I just read a great article over at Raptitude.com about Ralph Waldo Emerson and I am intrigued. I will certainly be reading more from him and at Raptitude.
But It was this Emerson quote and David’s critique that really caught my eye.
“Speak what you think now in hard words, and tomorrow speak what tomorrow thinks in hard words again, though it contradict every thing you said today. — `Ah, so you shall be sure to be misunderstood.’ — Is it so bad, then, to be misunderstood? Pythagoras was misunderstood, and Socrates, and Jesus, and Luther, and Copernicus, and Galileo, and Newton, and every pure and wise spirit that ever took flesh. To be great is to be misunderstood.”
Remembering this quote has protected me from so many instances of shame and self-doubt for things I’ve said and stances I’ve taken. One truth I keep encountering again and again is that one cannot stay the same person throughout life. As we experience more and more, our perspectives change and consequently so do our beliefs. Change is the unchangable state of the universe, so how could one’s beliefs stay the same throughout life?
Yet society seems to value a certain consistency of belief. We are expected not just to share our opinions, but to be them, to swear to them as a lifelong conviction. People proudly declare, “I am a conservative. I am a Christian. I am a Democrat.” If you equate your beliefs with yourself in this way, there is no room to ever genuinely reconsider, not without an insurmountable bias towards the beliefs you’ve already embodied. You’ll always feel a compulsion to protect those beliefs, as viscerally as if it’s your internal organs that are threatened, because you consider them to be just as much a part of you.
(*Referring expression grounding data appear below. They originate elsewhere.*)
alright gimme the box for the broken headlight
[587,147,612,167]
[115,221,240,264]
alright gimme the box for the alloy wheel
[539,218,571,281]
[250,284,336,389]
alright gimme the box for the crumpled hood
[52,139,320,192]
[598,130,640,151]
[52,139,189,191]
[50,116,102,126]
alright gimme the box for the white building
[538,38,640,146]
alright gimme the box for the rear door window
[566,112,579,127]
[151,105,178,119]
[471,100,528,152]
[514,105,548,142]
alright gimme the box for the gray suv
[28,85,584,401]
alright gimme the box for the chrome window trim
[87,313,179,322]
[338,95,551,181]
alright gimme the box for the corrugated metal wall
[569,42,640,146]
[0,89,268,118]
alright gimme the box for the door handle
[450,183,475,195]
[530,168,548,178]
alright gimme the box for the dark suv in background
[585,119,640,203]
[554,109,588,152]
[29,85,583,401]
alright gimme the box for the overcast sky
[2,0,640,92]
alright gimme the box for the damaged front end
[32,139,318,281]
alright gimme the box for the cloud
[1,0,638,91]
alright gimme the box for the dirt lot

When someone is that afraid of being contradicted, they are no longer concerned with the truth, only with protecting their priceless investment in what they have said. To honor a statement you made yesterday as a binding declaration of who you are is a tragic, yet extremely common mistake. This is the fundamental error that plagues humanity: to mistake one’s ego for oneself. Enforcing an impossible, lifelong consistency in what you say and believe can only lead to dishonesty and despair.
Someone whose opinions change freely with experience is clearly someone who is not guided by dogma or the expectations of others, but instead by a clear internal compass of inquiry and honesty. To such a “pure and wise spirit,” it is far more important to seek the truth than to be regarded as having had it all along. “A foolish consistency is the hobgoblin of little minds,” said Emerson.
Whenever I feel a pang of regret for something I’ve said, I remember that all I did was speak what I thought at the time in hard words, even if today I speak different ones. It’s only human.
If more people, god fearing and atheist, acted like this we’d be doin’ pretty good.